ひざまずいて、愛を乞え~御曹司の一途な愛執~
そこに蒼佑は、ことさら低い声で、甘く、葵の耳元でささやくのだ。
「俺は、君に触れたい……君の体中に口づけたいし、愛したい」
彼の言葉の意味することを考えて、葵は顔が真っ赤になる。
蒼佑にそうされることを想像してしまう。
(今日、それって、もしかして、えっ、今日!?)
その緊張が伝わったのだろう。
蒼佑はなだめるように、葵のこめかみにキスをしながら、抱きしめる腕に力を込める。
「君が嫌がることはもちろんしない。

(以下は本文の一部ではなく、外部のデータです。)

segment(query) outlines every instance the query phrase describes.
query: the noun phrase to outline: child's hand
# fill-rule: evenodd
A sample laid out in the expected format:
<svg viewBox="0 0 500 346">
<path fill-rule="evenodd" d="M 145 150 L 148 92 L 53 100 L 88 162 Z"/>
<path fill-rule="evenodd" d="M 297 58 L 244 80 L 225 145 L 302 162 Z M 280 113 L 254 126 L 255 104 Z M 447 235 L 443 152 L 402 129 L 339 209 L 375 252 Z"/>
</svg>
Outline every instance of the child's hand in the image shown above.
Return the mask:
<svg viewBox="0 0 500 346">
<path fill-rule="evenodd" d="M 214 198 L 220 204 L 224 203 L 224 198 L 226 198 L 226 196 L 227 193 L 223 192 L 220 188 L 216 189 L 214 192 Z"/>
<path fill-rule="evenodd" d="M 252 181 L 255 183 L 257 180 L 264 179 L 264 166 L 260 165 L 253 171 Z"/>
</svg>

だから許すと、言ってくれ」
その言葉は懇願のようだった。
「ち、ちなみに……言わなかったら、どうなるの?」
おそるおそる尋ねると、蒼佑は少し身体を起して、葵をじっと見つめた。
「そうだな……許してもらえるまで、粘るかな」
どうやらあきらめると言う選択肢はないらしい。
「あなたって……本当に、根気があるのね」
思わず葵は、笑ってしまった。
すると蒼佑も同じようにクスッと笑って。
「まぁ、今のは半分は冗談だ。君が嫌なら、何年でも待つつもりだ」
と、柔らかく微笑んで、葵の頬を撫でる。